Contestant les gains intermédiaires pris en compte par l’intimée pour les périodes
allant du 1er janvier au 28 février 2013, elle a demandé à la caisse de revoir sa
décision. Celle-ci a rejeté ces griefs par décision sur opposition du 10 juin 2013 et
confirmé le refus du droit de l’assurée à l’indemnité de chômage jusqu’au 1er mars
B. En temps utile, soit le 3 juillet 2013, X_________ a recouru céans en concluant,
sous suite de dépens, à l’annulation de la décision n° 241 du 23 avril 2013, à
l’ouverture d’un délai-cadre d’indemnisation et à un droit à l’indemnité de chômage dès
le 1er février 2013.
L’intimée a déposé le dossier de l’assurée ainsi que sa réponse au recours le 30 août
2013 en concluant, sous suite de frais et dépens, principalement à l’irrecevabilité du
recours et subsidiairement à son rejet.
La recourante a répliqué le 11 septembre 2013 en précisant conclure à l’annulation de
la décision sur opposition du 10 juin 2013.
Dans sa duplique du 30 septembre 2013 l’intimée a maintenu ses griefs relatifs à
l’irrecevabilité du recours, subsidiairement à son rejet.
L’échange d’écritures a été clos le 1er octobre 2013.
Considérant en droit
1. Le litige porte uniquement sur le droit de la recourante à l’indemnité de chômage
durant le mois de février 2013.
Dans la mesure où la décision n° 59 de la caisse Y_________ du 7 février 2013
portant sur le droit de l’assurée à l’indemnité de chômage dès le 1er janvier 2013 n’a
pas fait l’objet d’une contestation dans le délai légal de 30 jours (art. 52 al. 1 LPGA),
mais seulement le 17 avril 2013, elle est entrée en force et ne peut faire l’objet de la
présente procédure.
2. S’agissant de la conclusion de la caisse tendant à l’irrecevabilité du recours au motif
que X_________ demandait l’annulation de la décision n° 241 du 23 avril 2013 et non
celle de la décision sur opposition du 10 juin 2013, elle ne saurait être admise.
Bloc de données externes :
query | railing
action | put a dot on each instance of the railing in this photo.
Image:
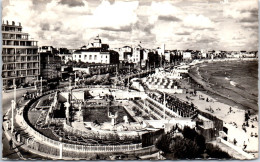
(74, 147)
(236, 148)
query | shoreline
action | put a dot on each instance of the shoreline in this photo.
(209, 89)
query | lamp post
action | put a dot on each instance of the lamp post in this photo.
(70, 83)
(41, 85)
(13, 105)
(61, 147)
(12, 121)
(75, 79)
(164, 103)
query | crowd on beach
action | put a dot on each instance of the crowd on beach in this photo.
(184, 109)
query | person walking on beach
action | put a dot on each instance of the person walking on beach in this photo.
(10, 145)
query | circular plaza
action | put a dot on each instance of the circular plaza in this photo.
(90, 120)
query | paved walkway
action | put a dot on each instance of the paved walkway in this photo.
(229, 150)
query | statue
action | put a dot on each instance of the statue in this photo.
(112, 117)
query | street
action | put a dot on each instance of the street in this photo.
(6, 104)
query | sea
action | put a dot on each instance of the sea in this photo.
(236, 80)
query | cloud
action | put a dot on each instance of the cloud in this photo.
(183, 33)
(198, 22)
(168, 18)
(45, 26)
(71, 3)
(121, 29)
(178, 24)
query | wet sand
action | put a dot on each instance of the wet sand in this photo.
(234, 82)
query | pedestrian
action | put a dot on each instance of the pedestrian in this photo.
(10, 145)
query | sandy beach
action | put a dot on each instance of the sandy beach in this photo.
(233, 82)
(229, 107)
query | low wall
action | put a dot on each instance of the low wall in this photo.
(236, 148)
(72, 147)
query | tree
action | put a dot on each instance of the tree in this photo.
(183, 148)
(163, 143)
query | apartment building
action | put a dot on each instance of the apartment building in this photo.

Il est en
effet constant que le recours de l’assurée portait sur la décision sur opposition du
10 juin 2013, comme l’indiquent d’ailleurs clairement le titre du recours « contre la
décision notifiée par la caisse de chômage Y_________ par pli recommandé en date
du 10 juin 2013 » et la motivation de celui-ci, et que la conclusion relative à l’annulation
de la décision n° 241 précitée n’est qu’un « lapsus calami » qui a d’ailleurs été rectifié
dans la réplique du 11 septembre 2013.
Selon la jurisprudence, la motivation du recours doit être topique, en ce sens qu’il
appartient au recourant de prendre position par rapport à la décision incriminée et
d’expliquer en quoi et pourquoi il s’en prend à celle-ci (ATF 125 V 335), ce qu’a
justement fait l’assurée en concluant à l’octroi d’une indemnité de chômage dès le
1er février 2013, ce que lui a refusé la décision sur opposition du 10 juin 2013.
3.1 L'assuré a droit à l'indemnité de chômage si, entre autres conditions, il subit une
perte de travail à prendre en considération (art. 8 al. 1 let. b LACI). Il y a lieu de
prendre en considération la perte de travail lorsqu'elle se traduit par un manque à
gagner et dure au moins deux journées de travail consécutives (art. 11 al. 1 LACI).
Aux termes de l’article 11 alinéa 4 LACI, la perte de travail est prise en considération
même si l'assuré a touché des indemnités pour des heures supplémentaires non
compensées ou une indemnité de vacances à la fin de ses rapports de travail et même
si une telle indemnité de vacances était comprise dans son salaire. Le Conseil fédéral
peut édicter une réglementation dérogatoire pour des cas particuliers.
En vertu de l’article 9 alinéa 1 OACI, si l'assuré a touché une indemnité de vacances
représentant 20 pour cent ou plus du salaire soumis à l'AVS, les jours correspondants
sont déduits de la perte de travail à prendre en considération, dans la mesure où :
a. les périodes de vacances sont fixes dans la profession, et
b. la perte de travail a lieu durant l'une de ces périodes de vacances.
Seuls sont déduits les jours de vacances auxquels l'assuré a droit depuis la dernière
période de vacances et qu'il n'a pas encore pris (art. 9 al. 2 OACI).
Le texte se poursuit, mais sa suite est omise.